Tiziano Vecellio, genannt Tizian (1477-1576)
Tizian stammte aus der norditalienischen Provinz und wurde bereits mit 9 Jahren in die Lehre geschickt. Er arbeitete in der Werkstatt der Brüder Bellini, aber sein großes Vorbild war Giorgione, mit dem er zusammen an den Fassadenfresken des Fondaco dei Tedeschi (→ S. 130) arbeitete. Nach Giorgiones frühem Tod avancierte Tizian zum wichtigsten Maler der jungen Generation in Venedig. Seine außergewöhnlichen Fähigkeiten und seine lange Schaffenszeit (er wurde 99 Jahre alt!) bescherten ihm den ehrenvollen Beinamen „König der Maler“. Man muss halb Italien und Europa bereisen, um sein Gesamtwerk halbwegs kennenzulernen; es ist fast unüberschaubar. Seinen ersten ganz großen Triumph in Venedig feierte Tizian am 19. Mai 1518 mit der Enthüllung der „Assunta“ (Mariä Himmelfahrt) in der Kirche Santa Maria Gloriosa dei Frari (→ S. 155). Mit diesem riesigen Altarbild von nie da gewesenem Ausmaß (es ist fast 7 m hoch), begründete Tizian einen neuen monumentalen Stil, mit dem er gegen die Werke Michelangelos und Raffaels in Rom antreten wollte. In dieser großformatigen Komposition ist alles in Bewegung, die Madonna wird von einem Wirbel von Engeln in den Himmel getragen, während unten die Gruppe der Apostel voller Überraschung über das Ereignis hin und her wogt. Mit der „Assunta“ veränderte Tizian auch das Genre Altarbild, indem er der Fantasie mehr Raum gab und neu festlegte, was man von einem solchen Bild zu erwarten hatte.
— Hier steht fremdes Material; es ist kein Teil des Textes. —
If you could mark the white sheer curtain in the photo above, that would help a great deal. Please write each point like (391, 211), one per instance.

Als Porträtmaler war Tizian unerreichbar in der Lebendigkeit des Ausdrucks und der Psychologie. Er porträtierte Päpste, Kaiser, Könige und sämtliche Dogen seiner Zeit. Zu seinen wichtigsten Bildnissen gehört das Porträt Karls V. (München, Alte Pinakothek). Außerdem schuf Tizian faszinierende poetische Allegorien, so das Gemälde „Himmlische und irdische Liebe“ (Rom, Galleria Borghese), das zu den Höhepunkten der Malerei überhaupt gezählt wird.
In den späten 50er-Jahren des 16. Jh. setzte in seiner Malerei ein Prozess der Formenzerlegung, der Auflösung in breite Pinselstriche ein, der schließlich dazu führte, dass Tizians Spätwerke wie mit zuckenden Pinselstrichen aus der Tiefe einer mit dramatischer Kraft aufgeladenen Farbmaterie gemalt scheinen. Sein Altersstil teilt das Schicksal der späten Werke Rembrandts und Goyas; sie wurden von den meisten Zeitgenossen nicht mehr verstanden. Erst viel später erkannte man die Bedeutung der vornehmlich mit malerischen Mitteln erreichten Bildwirkung.
Trotz jahrelanger Abwesenheit war Tizian von 1514 bis zu seinem Tod offizieller Staatsmaler der Republik. Venedig selbst ist zwar eher arm an Werken Tizians, dennoch kommt seine neue Auffassung von Malerei in den Werken aller venezianischen Maler nach ihm zum Ausdruck.